CfP: Thriving Through Gameplay

Well Played Journal Special Issue CfP: Thriving Through Gameplay

 
Edited by iThrive Games’ team of experts and game design faculty members from various universities, in cooperation with ETC Press.
 
iThrive Games explores how great games can empower teens to discover and use their unique strengths, unlock their potential, and take charge of their well-being. iThrive Games, a division of Centerstone Research Institute and funded by the D.N. Batten Foundation, facilitates the development of digital games and applications that empower teens to take an active role in their own social and emotional well-being.
 
iThrive Games has partnered with Well Played to produce a special edition of the journal. The purpose of this special issue is to investigate the connection between video games and positive psychology. Positive psychology is a strengths-based approach that focuses on the ways human beings thrive by making meaningful, purposeful, and socially connected lives. Specifically, positive psychology focuses on cultivating and practicing skills such as social and emotional intelligence, empathy, gratitude, kindness, curiosity, creativity, and self-efficacy (and more).
 
Authors are invited to submit manuscripts which explore, from a well-played perspective, video games, game mechanics, and gameplay contexts (e.g., physical settings and relationships within them) that support the cultivation of habits for thriving, including social and emotional skills.

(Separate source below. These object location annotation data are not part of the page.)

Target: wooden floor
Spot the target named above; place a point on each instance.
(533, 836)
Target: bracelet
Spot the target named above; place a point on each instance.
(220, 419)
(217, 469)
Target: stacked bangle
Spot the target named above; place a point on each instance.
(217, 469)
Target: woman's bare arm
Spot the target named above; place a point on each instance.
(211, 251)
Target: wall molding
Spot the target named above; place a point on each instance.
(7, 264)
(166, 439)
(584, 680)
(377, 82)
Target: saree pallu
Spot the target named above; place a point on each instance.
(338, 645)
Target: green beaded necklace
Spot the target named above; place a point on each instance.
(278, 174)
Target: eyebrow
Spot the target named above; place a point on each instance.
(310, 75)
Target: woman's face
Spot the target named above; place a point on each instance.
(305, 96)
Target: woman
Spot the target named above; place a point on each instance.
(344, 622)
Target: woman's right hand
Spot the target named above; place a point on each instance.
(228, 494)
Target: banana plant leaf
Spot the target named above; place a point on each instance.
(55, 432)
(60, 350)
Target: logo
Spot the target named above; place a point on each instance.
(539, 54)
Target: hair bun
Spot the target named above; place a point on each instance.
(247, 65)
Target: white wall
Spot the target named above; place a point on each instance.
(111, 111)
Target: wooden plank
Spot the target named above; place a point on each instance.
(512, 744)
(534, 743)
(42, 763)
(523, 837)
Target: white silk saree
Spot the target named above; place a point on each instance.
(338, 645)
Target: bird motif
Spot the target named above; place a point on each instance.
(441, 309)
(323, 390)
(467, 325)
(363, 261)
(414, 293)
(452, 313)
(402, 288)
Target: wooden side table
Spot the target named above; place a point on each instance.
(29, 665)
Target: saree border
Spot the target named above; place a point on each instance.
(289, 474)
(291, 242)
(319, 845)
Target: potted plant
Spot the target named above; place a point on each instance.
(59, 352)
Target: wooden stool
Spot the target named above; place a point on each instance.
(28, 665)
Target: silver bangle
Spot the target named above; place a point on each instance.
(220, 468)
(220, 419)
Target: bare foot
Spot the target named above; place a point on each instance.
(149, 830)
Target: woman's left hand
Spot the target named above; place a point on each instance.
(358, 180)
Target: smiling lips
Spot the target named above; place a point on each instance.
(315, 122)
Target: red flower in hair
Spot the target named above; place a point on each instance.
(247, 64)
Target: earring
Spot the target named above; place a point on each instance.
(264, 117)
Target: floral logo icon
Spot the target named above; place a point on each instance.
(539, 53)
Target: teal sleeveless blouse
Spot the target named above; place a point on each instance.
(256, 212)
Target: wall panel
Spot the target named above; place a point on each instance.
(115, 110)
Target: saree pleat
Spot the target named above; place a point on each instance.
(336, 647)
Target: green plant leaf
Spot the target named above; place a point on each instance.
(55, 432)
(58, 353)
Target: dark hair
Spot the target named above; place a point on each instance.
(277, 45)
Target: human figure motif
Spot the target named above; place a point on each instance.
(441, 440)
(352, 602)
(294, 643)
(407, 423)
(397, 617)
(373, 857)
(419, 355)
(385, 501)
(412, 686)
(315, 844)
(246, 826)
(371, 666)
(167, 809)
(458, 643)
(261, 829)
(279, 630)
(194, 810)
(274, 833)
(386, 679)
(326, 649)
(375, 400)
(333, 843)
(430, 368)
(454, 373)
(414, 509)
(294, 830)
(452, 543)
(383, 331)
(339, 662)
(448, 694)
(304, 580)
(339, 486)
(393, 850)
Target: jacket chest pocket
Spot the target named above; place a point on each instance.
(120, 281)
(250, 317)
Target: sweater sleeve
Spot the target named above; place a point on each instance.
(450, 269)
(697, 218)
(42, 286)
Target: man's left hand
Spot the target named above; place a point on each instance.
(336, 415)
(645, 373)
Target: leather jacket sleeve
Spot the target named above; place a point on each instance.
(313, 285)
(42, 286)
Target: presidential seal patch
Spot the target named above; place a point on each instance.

Articles focusing on the connection between games and teen thriving, in particular, are highly encouraged. We welcome analysis across a diverse range of digital games including commercial and noncommercial titles and seek a wide variety of perspectives including those of players, developers, educators, and behavioral health professionals.
 
Topics of interest include, but are not limited to:
 
      Identifying personal strengths and abilities through gameplay
      Designing games for empathy
      Cooperative gameplay and prosocial outcomes
      Games as a space for self-exploration and identity experimentation
      Fostering growth mindset through gameplay
      Cultivating optimism through gameplay
      Gameplay to enhance persistence in real life
      Promoting teen health and well-being
      Building teens’ self-awareness through gameplay
      Boosting self-efficacy through gameplay
      Games as a tool for social and emotional skill development
      Developing resilience through gameplay
 
ETC Press is accepting submissions for this special issue of the Well Playedjournal now, and all submissions are due by September 1, 2017.
 
All submissions and questions should be sent to: Heidi McDonald, Creative Director at iThrive Games: heidi.mcdonald@ithrivegames.org
 
For more information and formatting guidelines, visit:
 
Well Played is a forum for in-depth, close readings of games that parse out the various meanings to be found in the experience of playing a game.  It is a reviewed journal open to submissions that will be released on a regular basis.
 
Contributors are encouraged to analyze sequences in a game in detail to illustrate and interpret how the various components of a game can come together to create a fulfilling playing experience unique to this medium. Through contributors, the journal will provide a variety of perspectives on the value of games.
 
The goal of the journal is to continue developing and defining a literacy of games as well as a sense of their value as an experience.
 
Games are a complex medium that merits careful interpretation and insightful analysis. By inviting contributors to look closely at games and the experience of playing them, we hope to expand the discussion, and show how games are well played in a variety of ways.
 
The ETC Press is an academic and open-source publishing imprint that distributes its work in print, electronic and digital form. Inviting readers to contribute to and create versions of each publication, ETC Press fosters a community of collaborative authorship and dialogue across media. ETC Press represents an experiment and an evolution in publishing, bridging virtual and physical media to redefine the future of publication.